Standard Chartered Posts Pre-tax Profit; Warns On FY20 Income Growth; Stock Dips
Shares of Standard Chartered Plc (SCBFF.PK,STAC.L,STAN.L) were losing around 4 percent in London trading after the bank warned on fiscal 2020 income growth mainly due to coronavirus impact and a softer Hong Kong economy. This was despite reporting a profit before tax in its fourth quarter, compared to last year’s loss.
For 2020, the company now expects income growth to be below its medium-term target range of 5 percent to 7 percent. The company would also take longer to achieve RoTE target of 10 percent than it previously envisaged. In 2019, RoTE was improved by 130 basis points to 6.4 percent.
The company noted that its largest market, Hong Kong, tipped into recession, driven by a the extended US-China trade dispute, slower economic growth in China as well as local social unrest. Further, the outbreak of the novel coronavirus, called as Covid-19, comes with unpredictable human and economic consequences.
The underlying momentum in the fourth quarter of 2019 continued in the opening weeks of 2020. However, lower interest rates, slower global economic growth, a softer Hong Kong economy and the impact of the coronavirus outbreak are expected to hurt the results.
Standard Chartered also said its Board has authorised the purchase and cancellation of up to $0.5 billion worth of shares starting shortly. It will also review the potential for making a further capital return upon the completion of the Permata sale.

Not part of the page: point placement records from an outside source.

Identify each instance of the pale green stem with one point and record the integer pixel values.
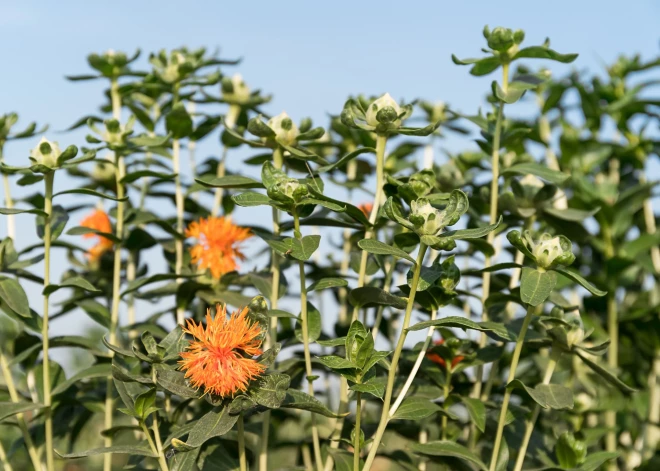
(48, 413)
(356, 439)
(494, 193)
(507, 393)
(241, 443)
(379, 197)
(391, 377)
(529, 423)
(162, 464)
(305, 335)
(20, 418)
(271, 338)
(120, 172)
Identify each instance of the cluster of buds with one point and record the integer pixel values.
(548, 251)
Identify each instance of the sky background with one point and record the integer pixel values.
(309, 55)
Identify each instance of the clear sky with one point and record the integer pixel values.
(309, 55)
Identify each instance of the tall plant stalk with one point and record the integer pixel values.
(271, 337)
(531, 421)
(391, 377)
(304, 326)
(507, 393)
(120, 172)
(48, 412)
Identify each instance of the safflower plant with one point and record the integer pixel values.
(494, 309)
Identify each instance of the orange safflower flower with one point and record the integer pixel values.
(366, 208)
(435, 358)
(217, 247)
(219, 358)
(98, 220)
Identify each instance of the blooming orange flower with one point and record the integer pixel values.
(435, 358)
(217, 247)
(98, 220)
(219, 358)
(366, 208)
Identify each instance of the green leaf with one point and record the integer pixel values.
(380, 248)
(142, 450)
(229, 181)
(606, 375)
(8, 211)
(477, 411)
(416, 408)
(8, 409)
(100, 370)
(548, 396)
(73, 282)
(369, 296)
(299, 249)
(325, 283)
(214, 424)
(299, 400)
(576, 277)
(448, 448)
(536, 286)
(13, 295)
(86, 191)
(541, 171)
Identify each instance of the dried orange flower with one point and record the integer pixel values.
(217, 247)
(219, 358)
(435, 358)
(99, 221)
(366, 208)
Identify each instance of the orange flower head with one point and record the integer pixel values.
(366, 208)
(219, 358)
(435, 358)
(98, 220)
(218, 244)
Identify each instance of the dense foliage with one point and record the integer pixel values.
(526, 266)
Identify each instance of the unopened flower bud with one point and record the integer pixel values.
(384, 110)
(286, 132)
(46, 153)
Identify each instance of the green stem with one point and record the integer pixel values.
(271, 338)
(494, 193)
(48, 413)
(305, 334)
(20, 418)
(120, 172)
(391, 377)
(358, 429)
(162, 464)
(529, 424)
(241, 443)
(507, 394)
(381, 142)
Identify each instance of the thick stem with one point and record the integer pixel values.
(529, 424)
(20, 418)
(507, 394)
(391, 377)
(241, 443)
(305, 335)
(48, 413)
(379, 197)
(358, 429)
(271, 338)
(494, 193)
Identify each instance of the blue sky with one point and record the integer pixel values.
(309, 55)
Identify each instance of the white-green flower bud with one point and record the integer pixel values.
(546, 251)
(46, 153)
(286, 132)
(426, 218)
(389, 110)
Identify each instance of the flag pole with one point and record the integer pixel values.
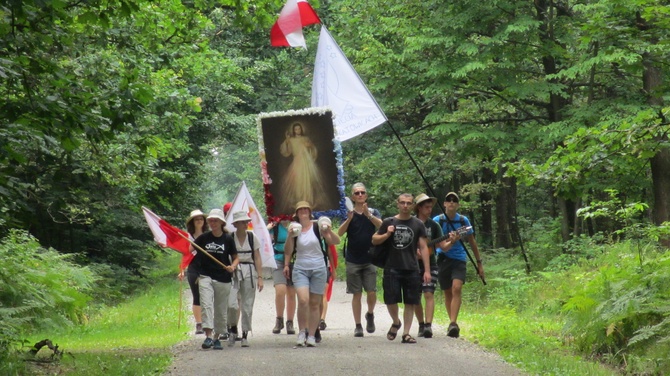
(202, 250)
(432, 192)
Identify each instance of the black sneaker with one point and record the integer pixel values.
(290, 330)
(453, 330)
(370, 322)
(428, 331)
(207, 343)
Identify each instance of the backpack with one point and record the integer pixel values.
(315, 228)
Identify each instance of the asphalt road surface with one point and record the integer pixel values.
(340, 353)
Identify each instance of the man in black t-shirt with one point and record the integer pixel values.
(360, 225)
(403, 234)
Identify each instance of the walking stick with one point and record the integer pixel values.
(181, 300)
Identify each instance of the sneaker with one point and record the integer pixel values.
(301, 338)
(428, 331)
(453, 330)
(370, 322)
(207, 343)
(289, 327)
(279, 325)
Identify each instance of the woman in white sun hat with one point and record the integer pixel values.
(249, 273)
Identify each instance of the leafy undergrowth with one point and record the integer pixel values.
(602, 312)
(132, 338)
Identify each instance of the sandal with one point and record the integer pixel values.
(406, 338)
(391, 334)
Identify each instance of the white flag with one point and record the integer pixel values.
(337, 85)
(244, 202)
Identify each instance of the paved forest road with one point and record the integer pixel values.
(340, 353)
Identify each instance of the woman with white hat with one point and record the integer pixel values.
(215, 280)
(310, 272)
(248, 275)
(196, 226)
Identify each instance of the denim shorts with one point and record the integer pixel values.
(314, 279)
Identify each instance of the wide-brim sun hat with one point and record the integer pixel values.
(195, 213)
(424, 197)
(302, 205)
(240, 216)
(217, 213)
(451, 194)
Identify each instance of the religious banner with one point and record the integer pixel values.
(301, 161)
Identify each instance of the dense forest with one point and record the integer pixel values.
(548, 117)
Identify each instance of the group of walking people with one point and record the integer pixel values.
(422, 252)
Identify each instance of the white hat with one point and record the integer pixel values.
(217, 213)
(240, 216)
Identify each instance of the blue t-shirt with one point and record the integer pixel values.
(456, 252)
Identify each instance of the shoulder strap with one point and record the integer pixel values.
(250, 236)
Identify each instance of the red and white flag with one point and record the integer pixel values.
(244, 202)
(287, 31)
(169, 236)
(337, 85)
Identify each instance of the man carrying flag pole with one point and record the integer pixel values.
(287, 31)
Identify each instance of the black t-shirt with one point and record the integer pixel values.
(404, 242)
(222, 248)
(359, 238)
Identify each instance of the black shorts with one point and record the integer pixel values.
(401, 286)
(448, 270)
(431, 286)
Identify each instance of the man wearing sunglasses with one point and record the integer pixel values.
(361, 224)
(403, 234)
(451, 263)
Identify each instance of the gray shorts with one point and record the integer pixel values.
(361, 276)
(315, 279)
(278, 276)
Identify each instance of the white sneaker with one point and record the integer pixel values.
(301, 338)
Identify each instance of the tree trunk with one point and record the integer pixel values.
(485, 232)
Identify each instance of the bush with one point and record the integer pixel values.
(39, 289)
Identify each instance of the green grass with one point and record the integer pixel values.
(132, 338)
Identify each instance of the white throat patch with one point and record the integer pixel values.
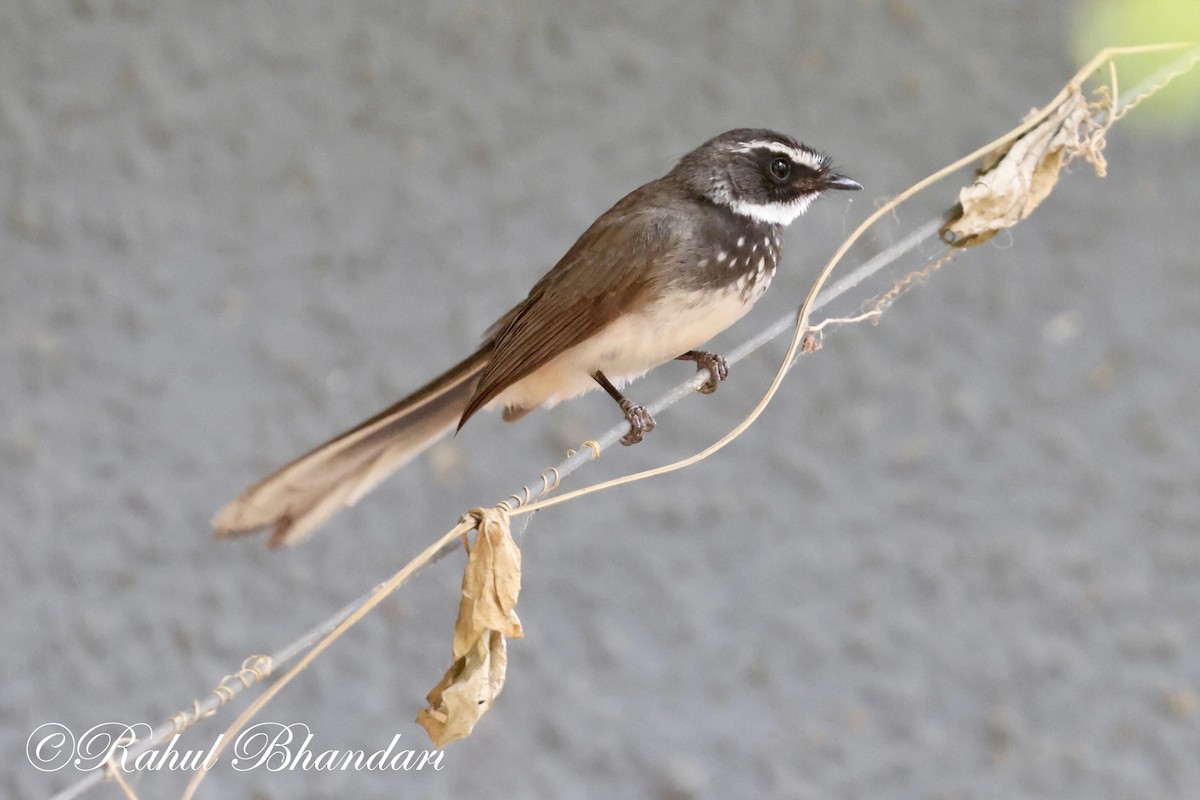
(774, 214)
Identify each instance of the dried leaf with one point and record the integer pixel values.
(486, 619)
(466, 691)
(1015, 182)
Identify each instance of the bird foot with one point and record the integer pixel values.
(640, 422)
(718, 370)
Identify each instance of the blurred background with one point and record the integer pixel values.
(957, 558)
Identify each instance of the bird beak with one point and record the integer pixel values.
(833, 180)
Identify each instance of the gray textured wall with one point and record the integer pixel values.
(957, 559)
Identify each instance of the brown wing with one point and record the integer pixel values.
(615, 265)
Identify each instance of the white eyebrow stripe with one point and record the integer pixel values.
(810, 160)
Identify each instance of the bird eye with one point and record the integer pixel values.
(780, 168)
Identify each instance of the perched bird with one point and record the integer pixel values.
(659, 274)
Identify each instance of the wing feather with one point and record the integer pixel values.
(616, 265)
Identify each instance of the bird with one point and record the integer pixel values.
(667, 268)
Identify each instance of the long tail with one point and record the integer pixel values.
(300, 497)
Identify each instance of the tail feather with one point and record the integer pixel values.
(301, 495)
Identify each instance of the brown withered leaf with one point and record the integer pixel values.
(491, 583)
(1014, 182)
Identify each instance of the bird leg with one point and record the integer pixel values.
(640, 420)
(718, 370)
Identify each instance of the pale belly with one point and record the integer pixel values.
(631, 346)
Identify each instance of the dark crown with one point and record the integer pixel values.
(761, 174)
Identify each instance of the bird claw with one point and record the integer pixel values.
(640, 422)
(718, 370)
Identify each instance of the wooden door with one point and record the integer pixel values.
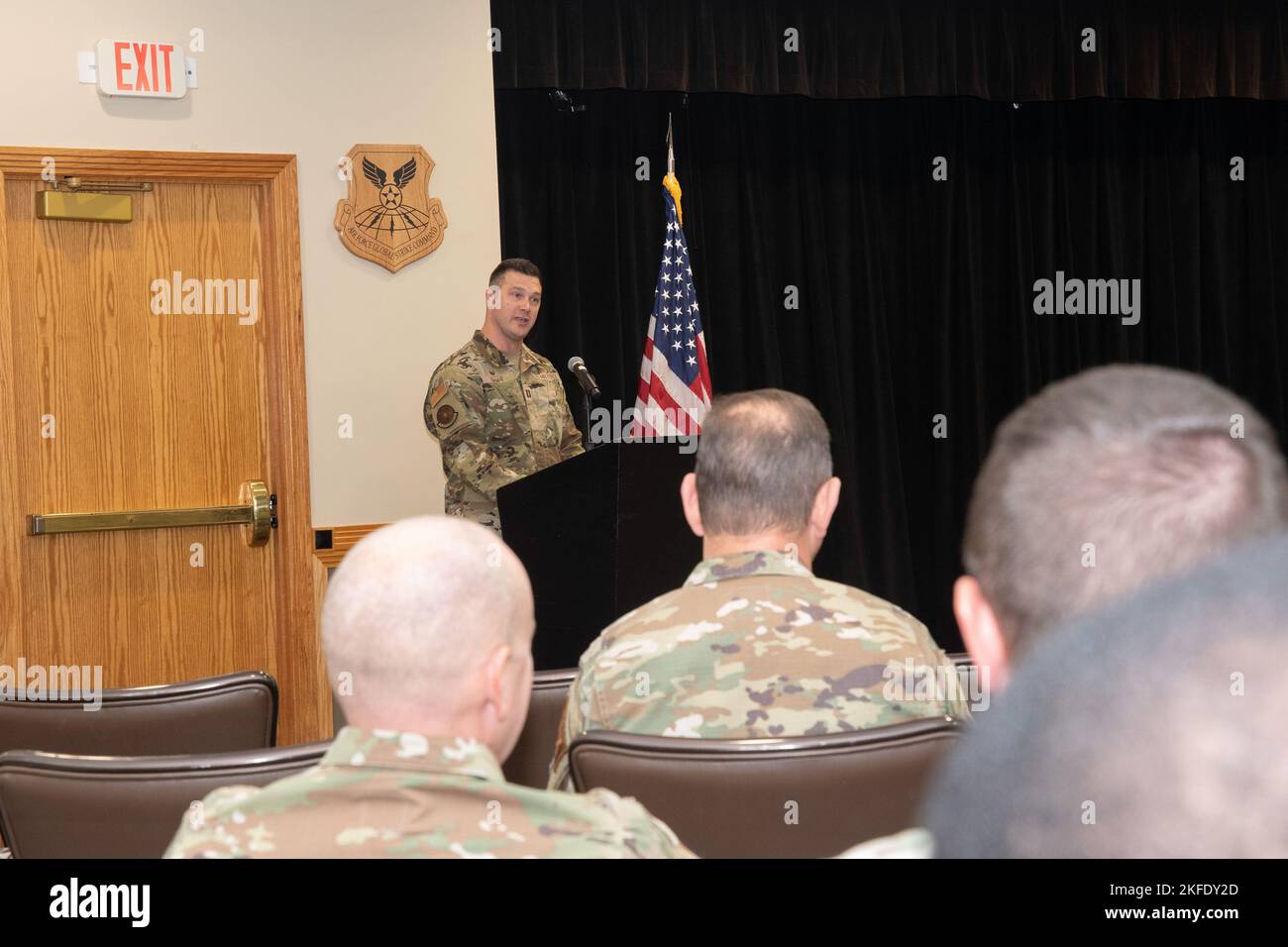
(112, 397)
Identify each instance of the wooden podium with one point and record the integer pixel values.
(599, 535)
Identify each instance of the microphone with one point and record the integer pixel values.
(588, 381)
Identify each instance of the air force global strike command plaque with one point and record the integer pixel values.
(389, 217)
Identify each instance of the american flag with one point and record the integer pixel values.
(675, 384)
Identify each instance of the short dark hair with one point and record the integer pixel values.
(1111, 478)
(1149, 729)
(514, 264)
(761, 458)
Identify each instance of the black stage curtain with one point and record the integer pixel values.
(914, 295)
(1004, 51)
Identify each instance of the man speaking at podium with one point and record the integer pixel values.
(494, 406)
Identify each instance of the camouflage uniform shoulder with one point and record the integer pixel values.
(465, 360)
(867, 599)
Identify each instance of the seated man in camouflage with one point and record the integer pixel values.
(433, 620)
(754, 644)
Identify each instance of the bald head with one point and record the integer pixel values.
(425, 615)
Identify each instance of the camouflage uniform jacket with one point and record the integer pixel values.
(387, 793)
(496, 421)
(755, 646)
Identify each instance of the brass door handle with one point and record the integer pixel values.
(257, 512)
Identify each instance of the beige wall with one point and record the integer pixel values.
(312, 77)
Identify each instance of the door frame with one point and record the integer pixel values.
(287, 410)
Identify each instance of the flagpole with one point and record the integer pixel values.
(670, 147)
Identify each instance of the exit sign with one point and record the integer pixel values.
(143, 68)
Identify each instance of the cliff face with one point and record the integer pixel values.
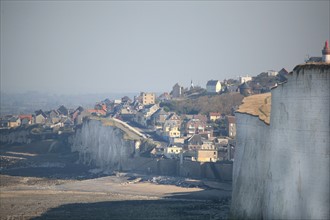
(103, 146)
(281, 170)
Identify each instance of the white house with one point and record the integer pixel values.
(243, 79)
(213, 86)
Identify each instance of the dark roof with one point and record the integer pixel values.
(212, 82)
(13, 119)
(283, 71)
(231, 119)
(63, 110)
(40, 112)
(244, 86)
(196, 139)
(80, 109)
(314, 59)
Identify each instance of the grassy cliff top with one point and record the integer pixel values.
(257, 105)
(128, 132)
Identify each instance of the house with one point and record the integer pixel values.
(143, 117)
(245, 89)
(101, 106)
(126, 100)
(194, 142)
(171, 128)
(282, 75)
(159, 118)
(213, 86)
(243, 79)
(67, 122)
(40, 117)
(97, 112)
(26, 119)
(231, 126)
(54, 116)
(164, 97)
(177, 91)
(147, 98)
(80, 117)
(62, 110)
(213, 116)
(14, 121)
(173, 151)
(207, 155)
(195, 126)
(272, 73)
(4, 122)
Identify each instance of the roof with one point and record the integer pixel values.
(25, 116)
(40, 112)
(314, 59)
(63, 110)
(257, 105)
(196, 139)
(231, 119)
(215, 114)
(283, 71)
(97, 111)
(244, 86)
(212, 82)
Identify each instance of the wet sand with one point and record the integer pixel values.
(42, 185)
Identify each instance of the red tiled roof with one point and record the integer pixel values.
(101, 112)
(25, 116)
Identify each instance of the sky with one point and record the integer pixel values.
(83, 47)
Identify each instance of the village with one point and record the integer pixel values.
(202, 136)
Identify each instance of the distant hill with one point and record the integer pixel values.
(205, 104)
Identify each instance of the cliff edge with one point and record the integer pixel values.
(281, 168)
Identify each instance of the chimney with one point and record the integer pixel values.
(326, 53)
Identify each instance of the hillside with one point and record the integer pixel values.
(206, 103)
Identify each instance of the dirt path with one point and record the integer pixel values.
(40, 185)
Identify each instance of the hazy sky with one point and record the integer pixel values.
(131, 46)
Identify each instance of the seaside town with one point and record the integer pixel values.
(186, 123)
(164, 110)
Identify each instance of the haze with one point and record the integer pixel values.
(130, 46)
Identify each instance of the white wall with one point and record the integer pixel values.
(102, 145)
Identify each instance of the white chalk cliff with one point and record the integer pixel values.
(103, 146)
(282, 168)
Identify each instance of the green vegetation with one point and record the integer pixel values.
(205, 104)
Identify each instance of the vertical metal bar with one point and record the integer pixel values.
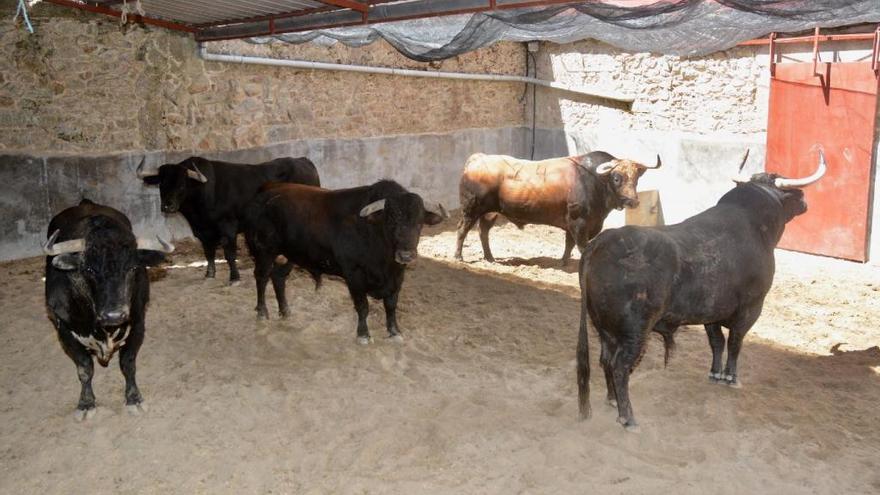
(772, 54)
(875, 53)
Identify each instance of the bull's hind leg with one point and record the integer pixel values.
(229, 252)
(127, 364)
(362, 306)
(606, 353)
(279, 281)
(464, 226)
(390, 303)
(716, 342)
(738, 330)
(262, 270)
(622, 364)
(487, 221)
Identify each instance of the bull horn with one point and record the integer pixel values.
(742, 178)
(606, 167)
(372, 208)
(140, 170)
(162, 245)
(71, 246)
(196, 174)
(437, 209)
(782, 183)
(659, 163)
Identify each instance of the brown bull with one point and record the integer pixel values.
(574, 193)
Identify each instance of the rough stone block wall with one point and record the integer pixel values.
(699, 113)
(84, 83)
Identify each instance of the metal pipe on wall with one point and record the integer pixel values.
(303, 64)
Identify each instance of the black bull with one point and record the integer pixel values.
(97, 292)
(212, 196)
(713, 269)
(366, 235)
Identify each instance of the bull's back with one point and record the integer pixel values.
(629, 274)
(70, 220)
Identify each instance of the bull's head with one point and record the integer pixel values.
(401, 217)
(175, 182)
(103, 267)
(787, 191)
(623, 176)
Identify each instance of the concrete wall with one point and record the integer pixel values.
(84, 98)
(700, 114)
(34, 188)
(84, 84)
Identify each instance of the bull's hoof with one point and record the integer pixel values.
(136, 409)
(629, 425)
(585, 413)
(731, 381)
(85, 414)
(716, 378)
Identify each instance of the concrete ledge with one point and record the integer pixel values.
(34, 188)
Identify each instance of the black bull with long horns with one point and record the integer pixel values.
(366, 235)
(713, 269)
(97, 292)
(212, 196)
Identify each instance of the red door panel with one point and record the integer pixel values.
(836, 112)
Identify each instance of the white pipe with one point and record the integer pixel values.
(303, 64)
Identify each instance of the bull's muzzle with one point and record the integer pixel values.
(113, 318)
(405, 257)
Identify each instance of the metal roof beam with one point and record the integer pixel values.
(347, 4)
(386, 12)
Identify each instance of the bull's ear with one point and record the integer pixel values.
(149, 257)
(377, 216)
(66, 261)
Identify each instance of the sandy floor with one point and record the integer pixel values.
(479, 399)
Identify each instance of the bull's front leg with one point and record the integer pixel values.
(228, 241)
(390, 303)
(569, 245)
(262, 270)
(134, 401)
(85, 370)
(716, 342)
(464, 226)
(363, 310)
(210, 249)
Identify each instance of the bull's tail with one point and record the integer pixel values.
(668, 347)
(583, 359)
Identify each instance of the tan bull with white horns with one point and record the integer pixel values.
(573, 193)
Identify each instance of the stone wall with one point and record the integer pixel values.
(83, 83)
(700, 114)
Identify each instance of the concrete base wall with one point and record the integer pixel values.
(35, 188)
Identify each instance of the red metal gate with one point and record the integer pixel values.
(830, 106)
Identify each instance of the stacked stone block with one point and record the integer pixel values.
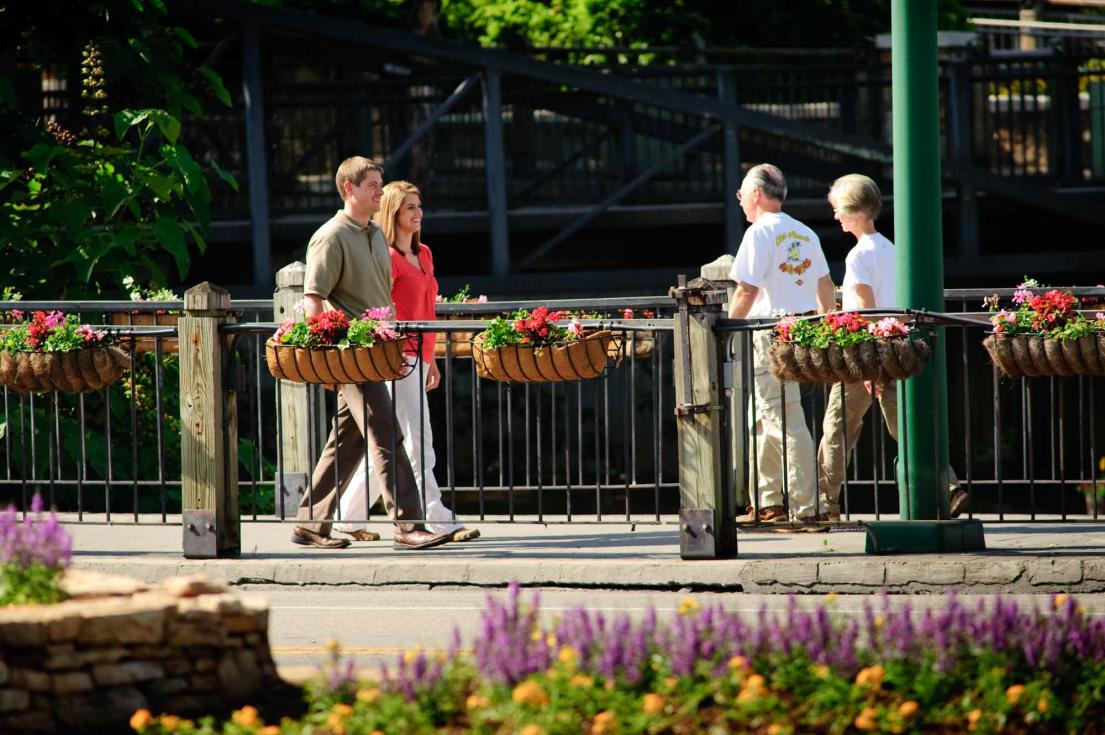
(188, 646)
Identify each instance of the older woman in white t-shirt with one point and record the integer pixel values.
(870, 282)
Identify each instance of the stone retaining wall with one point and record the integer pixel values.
(187, 646)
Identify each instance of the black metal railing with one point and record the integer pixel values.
(601, 450)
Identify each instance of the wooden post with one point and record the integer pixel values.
(294, 462)
(209, 428)
(707, 513)
(733, 363)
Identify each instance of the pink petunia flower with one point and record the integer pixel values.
(378, 313)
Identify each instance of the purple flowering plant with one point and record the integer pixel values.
(982, 668)
(33, 554)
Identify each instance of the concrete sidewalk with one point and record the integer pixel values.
(1021, 557)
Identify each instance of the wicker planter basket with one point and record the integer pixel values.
(75, 371)
(576, 360)
(1031, 356)
(891, 358)
(169, 345)
(334, 366)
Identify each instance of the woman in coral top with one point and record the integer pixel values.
(414, 292)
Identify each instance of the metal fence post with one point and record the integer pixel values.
(209, 428)
(707, 512)
(294, 464)
(717, 273)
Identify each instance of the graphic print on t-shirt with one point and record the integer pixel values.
(793, 263)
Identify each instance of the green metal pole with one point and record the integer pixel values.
(923, 453)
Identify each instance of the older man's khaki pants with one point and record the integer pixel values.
(766, 419)
(844, 420)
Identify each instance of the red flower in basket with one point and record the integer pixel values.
(328, 327)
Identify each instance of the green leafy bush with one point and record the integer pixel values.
(707, 670)
(33, 554)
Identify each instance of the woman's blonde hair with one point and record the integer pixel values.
(390, 206)
(856, 195)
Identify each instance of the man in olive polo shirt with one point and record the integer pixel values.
(349, 269)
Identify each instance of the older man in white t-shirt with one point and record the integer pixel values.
(779, 269)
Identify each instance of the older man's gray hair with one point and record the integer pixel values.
(768, 179)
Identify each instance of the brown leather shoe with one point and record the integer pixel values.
(361, 535)
(769, 514)
(304, 537)
(411, 541)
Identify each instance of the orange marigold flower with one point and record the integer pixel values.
(652, 703)
(246, 716)
(908, 710)
(476, 702)
(604, 723)
(738, 663)
(529, 692)
(368, 695)
(867, 720)
(336, 724)
(871, 676)
(755, 682)
(140, 720)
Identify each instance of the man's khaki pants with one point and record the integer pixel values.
(766, 419)
(364, 413)
(844, 419)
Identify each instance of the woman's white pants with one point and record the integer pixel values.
(362, 491)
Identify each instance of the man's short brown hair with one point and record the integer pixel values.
(354, 170)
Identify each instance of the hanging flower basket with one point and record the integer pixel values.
(1044, 335)
(892, 358)
(1032, 356)
(882, 350)
(74, 371)
(581, 359)
(54, 352)
(336, 365)
(329, 349)
(169, 345)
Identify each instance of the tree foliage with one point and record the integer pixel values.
(98, 186)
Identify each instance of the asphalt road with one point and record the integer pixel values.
(376, 625)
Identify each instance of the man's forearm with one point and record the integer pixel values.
(743, 301)
(827, 297)
(312, 305)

The Board has declared a final ordinary dividend of 20 cents per share, which would result in a full-year dividend for 2019 of 27 cents per share, a 29 percent improvement on 2018.
For the fourth quarter, the bank’s profit before tax was $194 million, compared to last year’s loss of $860 million. On a per share basis, the company’s loss was 3.9 cents, narrower than last year’s loss of 43.3 cents.
Underlying profit before tax was $325 million, compared to $432 million a year ago. Underlying loss per share was 0.4 cents, compared to 5.6 cents a year ago.
Net interest income declined 6 percent to $1.90 billion from $2.03 billion last year. Net interest margin fell to 1.54 percent from 1.72 percent last year.
Underlying operating income was $3.60 billion, same as last year.
In London, Standard Chartered shares were trading at 566.40 pence, down 4.26 percent.